Le groupe a une empreinte immobilière avoisinant les 2,8 millions de mètres carrés, soit 115 sites dans le monde, 85 sites en Europe, dont 50 en France de plus de 2000 m2 qui représentent 1,3 millions de mètres carrés et quelque 42 000 occupants (dont 35 000 salariés). À l’exception du site de Vélizy Hélios qui regroupe exclusivement des activités tertiaires, nos implantations accueillent à la fois des activités tertiaires, production et R&D et de production. Le marché global pour notre prestataire de FM en France, VINCI Facilities, est de l’ordre de 90 millions d’euros par an. La propreté constitue un des principaux postes sous-traité.

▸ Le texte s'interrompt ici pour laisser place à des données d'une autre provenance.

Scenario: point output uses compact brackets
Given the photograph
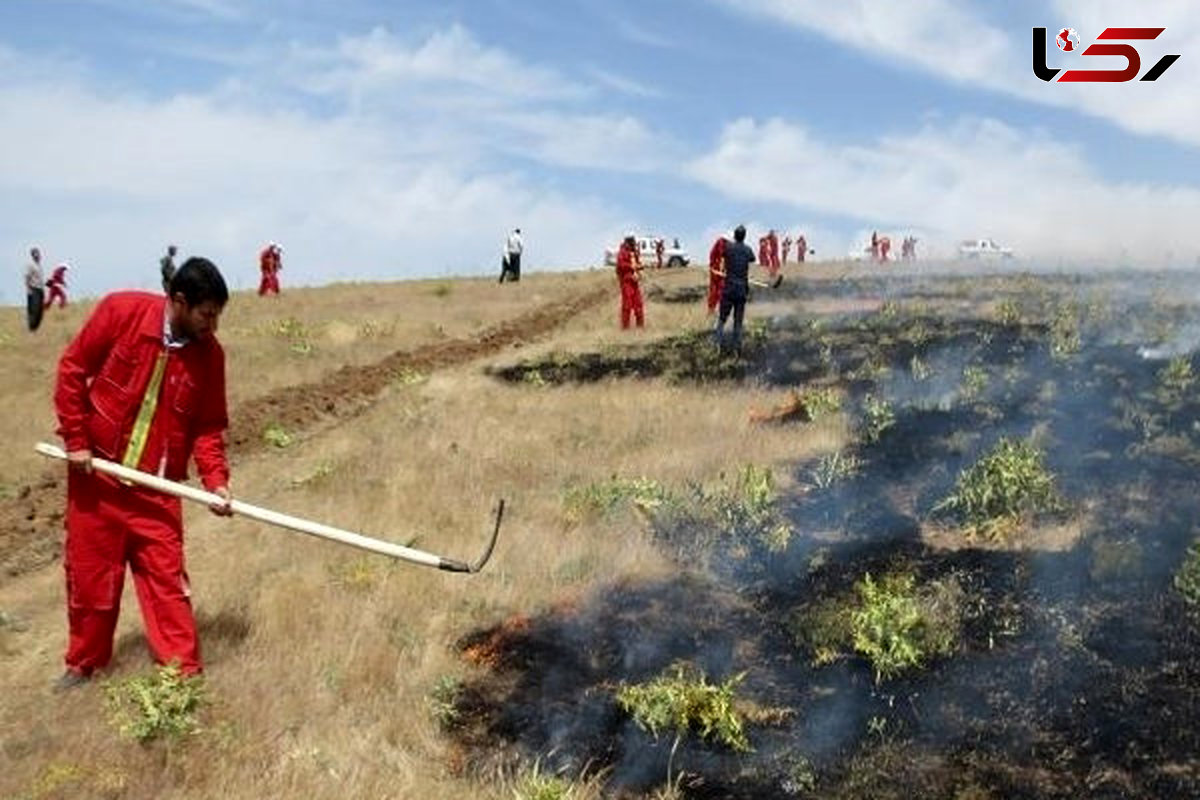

L’effectif global déployé par notre partenaire est de quelque 600 personnes dont la moitié est salariée chez leurs partenaires.

Retrouvez l’article original paru dans la revue : BÂTIMENT ENTRETIEN – MARS / AVRIL 2019

Comment définiriez-vous la situation du FM en général et au sein d’un grand groupe comme Thales en particulier?

Au risque d’être un peu caricatural, je dirais que nous sommes dans une impasse systémique, dans une spirale mortifère, dans une recherche sans fin du « toujours moins » ! Toujours moins de prix et toujours moins de prestations, la qualité étant la seule variable d’ajustement. En tant que donneur d’ ordres, nous devons assumer la valeur immatérielle du service, notamment dans le domaine de la propreté en nous disant clairement: combien sommes-nous prêts à mettre sur la table pour la propreté attendue et, en face, de combien l’entreprise prestataire a besoin pour assurer ce service ? C’est un constat qui n’est pas propre à THALES bien entendu…

C’est aussi un constat général dans toute relation commerciale. En quoi casse-t-il la spirale mortifère que vous évoquiez ?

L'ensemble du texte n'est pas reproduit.